Chinese Made 93-Petaflop Supercomputer ‘Sunway TaihuLight’ is World’s Fastest on Latest TOP500 list

Chinese Made 93-Petaflop Supercomputer ‘Sunway TaihuLight’ is World’s Fastest on Latest TOP500 list

Super-computing or High Performance Computing plays ever more important roles in industrial fields as well as in basic research.

Based upon the history of supercomputers in the last few decades, there was tremendous growth in the capacity of super computers.

Advance simulation technology gives us the problem solving technique for complex and nonlinear systems with huge degrees of freedom, which appear in natural science, engineering, socio-economic problems and so on. 

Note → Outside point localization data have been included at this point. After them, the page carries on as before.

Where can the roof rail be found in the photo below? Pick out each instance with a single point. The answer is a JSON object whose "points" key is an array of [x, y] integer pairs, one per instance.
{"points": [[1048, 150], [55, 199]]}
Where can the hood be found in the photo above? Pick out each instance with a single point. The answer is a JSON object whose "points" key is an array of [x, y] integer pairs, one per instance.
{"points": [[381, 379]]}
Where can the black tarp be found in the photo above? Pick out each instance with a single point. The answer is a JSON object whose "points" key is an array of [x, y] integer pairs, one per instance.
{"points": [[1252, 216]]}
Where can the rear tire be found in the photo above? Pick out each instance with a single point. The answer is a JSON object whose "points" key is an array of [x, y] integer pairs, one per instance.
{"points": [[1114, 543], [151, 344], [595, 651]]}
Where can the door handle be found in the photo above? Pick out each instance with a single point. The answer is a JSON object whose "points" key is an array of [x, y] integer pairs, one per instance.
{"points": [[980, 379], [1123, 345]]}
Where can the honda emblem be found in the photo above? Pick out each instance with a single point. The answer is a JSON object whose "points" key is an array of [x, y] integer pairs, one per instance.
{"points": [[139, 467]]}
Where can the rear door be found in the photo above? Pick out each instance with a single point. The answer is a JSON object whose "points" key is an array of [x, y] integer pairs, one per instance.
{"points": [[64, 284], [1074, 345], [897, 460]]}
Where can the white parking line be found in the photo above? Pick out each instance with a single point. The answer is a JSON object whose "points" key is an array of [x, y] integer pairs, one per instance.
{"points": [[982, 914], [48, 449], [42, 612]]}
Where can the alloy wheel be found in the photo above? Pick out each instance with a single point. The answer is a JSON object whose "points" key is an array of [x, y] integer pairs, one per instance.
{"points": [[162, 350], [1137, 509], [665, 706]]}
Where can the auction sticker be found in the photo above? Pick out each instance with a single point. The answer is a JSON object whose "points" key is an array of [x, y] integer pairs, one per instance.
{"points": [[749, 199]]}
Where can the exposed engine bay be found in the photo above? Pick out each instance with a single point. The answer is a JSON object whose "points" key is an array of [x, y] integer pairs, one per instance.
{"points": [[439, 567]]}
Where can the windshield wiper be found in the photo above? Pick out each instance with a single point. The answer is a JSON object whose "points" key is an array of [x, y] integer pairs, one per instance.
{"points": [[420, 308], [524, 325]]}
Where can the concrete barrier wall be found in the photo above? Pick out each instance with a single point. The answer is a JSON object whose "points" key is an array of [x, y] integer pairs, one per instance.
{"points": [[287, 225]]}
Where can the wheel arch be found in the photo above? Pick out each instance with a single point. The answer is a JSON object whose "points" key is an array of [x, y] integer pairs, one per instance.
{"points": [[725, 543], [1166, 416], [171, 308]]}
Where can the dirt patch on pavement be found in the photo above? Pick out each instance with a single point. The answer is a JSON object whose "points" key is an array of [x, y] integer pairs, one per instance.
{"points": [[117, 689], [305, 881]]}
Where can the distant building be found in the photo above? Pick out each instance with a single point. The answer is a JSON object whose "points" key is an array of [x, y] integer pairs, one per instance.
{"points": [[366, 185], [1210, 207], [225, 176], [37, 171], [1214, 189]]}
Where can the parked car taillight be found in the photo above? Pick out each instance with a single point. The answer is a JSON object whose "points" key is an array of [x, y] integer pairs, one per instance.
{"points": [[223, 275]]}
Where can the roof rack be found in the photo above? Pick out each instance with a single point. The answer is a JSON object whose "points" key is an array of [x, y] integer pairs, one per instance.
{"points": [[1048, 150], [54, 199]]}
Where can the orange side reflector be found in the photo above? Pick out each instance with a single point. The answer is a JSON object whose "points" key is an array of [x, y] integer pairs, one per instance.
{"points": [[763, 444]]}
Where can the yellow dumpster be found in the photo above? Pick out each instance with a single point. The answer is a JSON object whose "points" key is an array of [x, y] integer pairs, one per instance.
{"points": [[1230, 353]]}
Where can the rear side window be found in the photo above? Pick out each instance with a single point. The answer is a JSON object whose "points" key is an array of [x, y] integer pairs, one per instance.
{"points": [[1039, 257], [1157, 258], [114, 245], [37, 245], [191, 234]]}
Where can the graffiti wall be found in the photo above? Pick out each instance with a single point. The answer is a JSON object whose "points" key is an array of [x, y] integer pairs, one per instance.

Large-scale high-speed simulation technology and high performance computing as its basis is the key to the scientific and technological development in the 21st century. 

Performing 93 quadrillion calculations per second, a new Chinese supercomputer called ‘Sunway TaihuLight’ at the newest edition of the TOP500 list was announced Monday, June 20, at ISC 2016 in Frankfurt. It dethroned China's Tianhe-2 from the top in a list of the 500 most powerful supercomputers in the world.

Image credit: Jack Dongarra, Report on the Sunway TaihuLight System, June 2016

Supercomputers, long a field dominated by the United States, are used for weather forecasting, designing nuclear weapons and other specialized purposes.

It marks the first time China has taken the top speed ranking without using U.S. semiconductor technology. The prior No. 1 system used chips from Intel Corp., which was prevented from sending chips to upgrade the system by a U.S. export ban last year.

Image credit: cri.cn

Sunway TaihuLight, with 10,649,600 computing cores comprising 40,960 nodes, is twice as fast and three times as efficient as Tianhe-2, which has a performance of 33.86 quadrillion calculations per second, or petaflop/s.

Source: Insidehpc

The new system was developed by the Chinese National Research Center of Parallel Computer Engineering & Technology and installed at the National Supercomputing Center in Wuxi of Jiangsu, an eastern coastal province of China.

"It's a trend with China," Jack Dongarra, professor of the University of Tennessee and editor of the list, told Xinhua in an email. "They had zero systems in 2001 and today they surpass the United States. No other nation has seen such rapid growth," as reported by Shanghai Daily.

According to TOP500 author Jack Dongarra, three scientific simulation codes run on TaihuLight have been chosen as Gordon Bell Prize finalists, two of which have managed to reach a sustained performance of 30 to 40 petaflops, reports TOP500.